Your weighted shadow swing follow-through will not look like your racket follow-through, because the physics of deceleration are different with something heavier. This is fine. Allow yourself to rotate as much as your body wants to. You might feel like “this would definitely constitute over-rotating on my actual forehand,” and you’re right, but that’s not actually an issue. Your body is merely decelerating the heavy weight you’ve just accelerated. Because it’s so heavy, it takes more space to decelerate. It won’t be an issue when you get back to the racket.

3. Foot Striking / Landing

The increased forces applied during the weighted shadow swing lead to more punishing landings. If you aren’t landing well, you can tweak your feet/ankles while shadow swinging. Again, start slow. The first few times you swing off the ground, don’t swing far off the ground. Work up to the full, flying off the ground swing where your legs kick up.

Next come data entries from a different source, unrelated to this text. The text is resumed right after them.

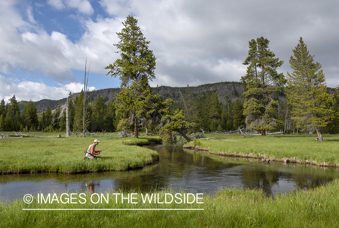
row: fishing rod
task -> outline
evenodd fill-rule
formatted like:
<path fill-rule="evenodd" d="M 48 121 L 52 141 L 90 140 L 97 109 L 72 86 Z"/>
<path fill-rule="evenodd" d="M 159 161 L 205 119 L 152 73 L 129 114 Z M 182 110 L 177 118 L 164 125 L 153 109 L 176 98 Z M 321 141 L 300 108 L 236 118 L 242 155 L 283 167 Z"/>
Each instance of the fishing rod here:
<path fill-rule="evenodd" d="M 128 139 L 128 137 L 127 137 L 127 138 L 126 138 L 126 139 L 125 139 L 125 140 L 122 140 L 122 141 L 120 141 L 120 142 L 117 142 L 117 143 L 115 143 L 114 144 L 113 144 L 113 145 L 111 145 L 111 146 L 108 146 L 108 147 L 107 147 L 107 148 L 105 148 L 105 149 L 104 149 L 103 150 L 101 150 L 101 151 L 104 151 L 104 150 L 106 150 L 106 149 L 108 149 L 108 148 L 109 148 L 110 147 L 112 147 L 112 146 L 113 146 L 114 145 L 116 145 L 116 144 L 117 144 L 118 143 L 120 143 L 120 142 L 123 142 L 124 141 L 125 141 L 126 140 L 127 140 L 127 139 Z"/>

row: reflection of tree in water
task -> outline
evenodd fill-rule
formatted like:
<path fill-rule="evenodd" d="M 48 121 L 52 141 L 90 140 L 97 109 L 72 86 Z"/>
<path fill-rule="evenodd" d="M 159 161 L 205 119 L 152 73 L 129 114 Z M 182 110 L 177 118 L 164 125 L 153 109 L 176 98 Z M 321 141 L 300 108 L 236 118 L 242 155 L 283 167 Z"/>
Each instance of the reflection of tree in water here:
<path fill-rule="evenodd" d="M 270 170 L 265 170 L 262 168 L 254 170 L 250 167 L 243 170 L 244 187 L 251 189 L 261 188 L 266 196 L 273 195 L 272 187 L 278 184 L 279 173 Z"/>
<path fill-rule="evenodd" d="M 96 186 L 100 186 L 99 183 L 95 184 L 93 181 L 87 181 L 85 183 L 85 186 L 86 190 L 89 191 L 89 194 L 92 194 L 95 192 L 95 188 Z"/>

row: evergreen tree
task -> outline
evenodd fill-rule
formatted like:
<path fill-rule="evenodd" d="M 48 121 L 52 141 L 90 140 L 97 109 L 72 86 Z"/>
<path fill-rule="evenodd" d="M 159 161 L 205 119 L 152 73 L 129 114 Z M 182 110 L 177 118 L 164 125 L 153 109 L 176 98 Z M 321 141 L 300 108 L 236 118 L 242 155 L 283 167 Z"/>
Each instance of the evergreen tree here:
<path fill-rule="evenodd" d="M 37 114 L 37 109 L 32 100 L 28 102 L 24 110 L 23 125 L 29 130 L 36 130 L 39 126 L 39 120 Z"/>
<path fill-rule="evenodd" d="M 326 90 L 325 75 L 321 65 L 314 63 L 306 45 L 300 37 L 291 56 L 290 63 L 293 72 L 287 72 L 287 102 L 292 107 L 292 119 L 297 127 L 306 130 L 315 130 L 319 140 L 322 141 L 322 127 L 326 126 L 336 114 L 333 110 L 334 96 Z"/>
<path fill-rule="evenodd" d="M 1 114 L 0 115 L 0 131 L 3 131 L 5 130 L 5 119 Z"/>
<path fill-rule="evenodd" d="M 3 99 L 1 100 L 0 102 L 0 115 L 3 114 L 6 108 L 6 106 L 5 105 L 5 101 Z"/>
<path fill-rule="evenodd" d="M 7 107 L 7 113 L 5 120 L 6 130 L 20 130 L 21 124 L 21 113 L 18 101 L 15 98 L 15 95 L 13 95 L 12 98 L 8 100 L 9 104 Z"/>
<path fill-rule="evenodd" d="M 99 93 L 93 102 L 91 122 L 92 131 L 102 131 L 104 129 L 104 116 L 106 112 L 106 105 L 104 98 Z"/>
<path fill-rule="evenodd" d="M 75 106 L 74 109 L 74 120 L 73 123 L 73 128 L 74 131 L 79 131 L 81 132 L 83 131 L 83 99 L 84 91 L 83 90 L 82 90 L 79 95 L 76 98 L 74 102 L 74 104 L 75 105 Z M 86 105 L 88 105 L 88 102 L 87 99 L 86 99 L 85 101 Z M 88 123 L 90 121 L 89 117 L 91 116 L 91 110 L 88 110 L 88 109 L 87 109 L 87 114 L 85 115 L 85 125 L 86 126 L 86 129 L 87 129 L 88 128 Z M 70 115 L 71 114 L 70 114 Z"/>
<path fill-rule="evenodd" d="M 243 63 L 248 66 L 246 74 L 241 77 L 247 89 L 244 93 L 247 100 L 243 113 L 246 124 L 250 129 L 260 131 L 262 136 L 277 126 L 273 113 L 278 103 L 270 96 L 273 92 L 279 92 L 279 87 L 286 82 L 282 73 L 277 71 L 283 61 L 274 58 L 275 55 L 268 49 L 269 42 L 262 37 L 248 42 L 248 55 Z"/>
<path fill-rule="evenodd" d="M 216 93 L 214 95 L 212 95 L 212 103 L 210 111 L 211 119 L 211 131 L 215 131 L 217 129 L 219 125 L 221 124 L 222 109 L 219 103 L 218 95 Z"/>
<path fill-rule="evenodd" d="M 235 129 L 239 129 L 241 125 L 245 124 L 245 117 L 243 114 L 243 104 L 239 99 L 237 99 L 233 106 L 233 126 Z"/>
<path fill-rule="evenodd" d="M 112 99 L 107 103 L 106 114 L 104 116 L 104 129 L 106 131 L 113 132 L 116 129 L 115 112 L 115 103 Z"/>
<path fill-rule="evenodd" d="M 185 120 L 185 114 L 182 110 L 177 109 L 172 113 L 164 115 L 162 117 L 161 121 L 164 124 L 162 128 L 165 130 L 163 132 L 162 135 L 167 134 L 166 131 L 169 131 L 171 135 L 173 134 L 173 132 L 176 132 L 179 133 L 188 142 L 191 141 L 191 139 L 186 135 L 186 133 L 187 130 L 193 127 L 195 124 Z"/>
<path fill-rule="evenodd" d="M 131 108 L 135 108 L 139 105 L 135 102 L 140 101 L 138 97 L 146 88 L 142 87 L 147 86 L 148 80 L 155 78 L 154 71 L 156 59 L 153 51 L 148 49 L 149 42 L 146 41 L 137 26 L 137 23 L 138 20 L 129 16 L 122 22 L 124 27 L 121 32 L 117 33 L 120 41 L 114 45 L 119 50 L 118 52 L 121 53 L 121 59 L 105 68 L 109 70 L 107 75 L 115 77 L 119 76 L 121 80 L 122 91 L 119 95 L 119 103 L 117 106 L 117 111 L 125 115 L 125 117 L 123 118 L 119 125 L 126 126 L 129 123 L 128 120 L 132 120 L 134 137 L 137 138 L 138 125 L 142 122 L 140 118 L 144 117 L 138 116 L 138 111 Z M 126 97 L 127 94 L 131 97 Z M 125 98 L 126 100 L 123 100 Z M 126 118 L 125 115 L 127 113 L 129 116 Z"/>

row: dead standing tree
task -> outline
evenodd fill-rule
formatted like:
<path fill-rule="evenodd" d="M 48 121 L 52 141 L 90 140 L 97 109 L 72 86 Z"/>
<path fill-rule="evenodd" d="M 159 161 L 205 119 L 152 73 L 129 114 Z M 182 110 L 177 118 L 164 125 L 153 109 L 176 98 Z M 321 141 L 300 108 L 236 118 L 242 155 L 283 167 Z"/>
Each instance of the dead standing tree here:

I prefer to shadow swing barefoot, so that I can really feel the ground and work on absorbing that force as I land. Whether you swing barefoot or in your tennis shoes, be cognizant of the fact that landing is a part of the motion. Just like you should allow yourself to “over rotate” on the follow-through, allow yourself to use multiple steps to land. Allow your feet to bounce off the ground until all the force has been dissipated, never fighting your body’s natural attempts to slow you down.

4. Hand / Blistering

Be aware of the skin that’s in contact with the weight you’re swinging. Because we’re increasing the forces involved in the swing, we’re increasing the stress on that skin. If you feel the skin starting to blister, stop for the day. It’s much better to let it recover, then train again tomorrow, than it is to get all the way to a blister, and then have to take a few days off while it heals.

Eventually, your skin will adapt to your routine, like it adapts to everything else, though if you ever change your routine or equipment, you may experience some form of blistering again.

5. HOLD the Weight

Speaking of contact with the weight – ensure you have at least three fingers and a thumb fully around the weight at all times. Swinging something heavy can be dangerous – if not for you, for other people and things in the room.

Again, start slow. If you somehow, absentmindedly, weren’t holding the weight properly, and you let go, you’re going to do a lot less damage with a slow swing than you would have with a fast one. Again, thumb and fingers around the weight at all times. The weight gains significant inertia when you swing it. You need to be holding it for this to be safe.

This really isn’t difficult to do, but I have to mention it because you could easily break something by accidentally throwing a 1kg weight in a random direction inside your house.

Your Shadow Swing Routine

A shadow swing routine is a self-driven exploration of your stroke. Your routine should be personalized to the things you find lacking in your game. Maybe it’s the low forehand. Maybe it’s the cross-court backhand. Maybe it’s the approach shot. Whatever movement pattern you want to improve, shadow it with weight, and it will improve.

You can even practice specific situations with the weight. If you want to be able to strike the on the run, backhand, down-the-line pass like Aryna Sabalenka, then mimic that movement while shadow swinging: move out to your backhand side while looking at a point in space, and see if you can get the weight flying through that point with velocity. You will be amazed at how much better you can get at a specific shot with even one week of dedicated shadow swing practice working on it.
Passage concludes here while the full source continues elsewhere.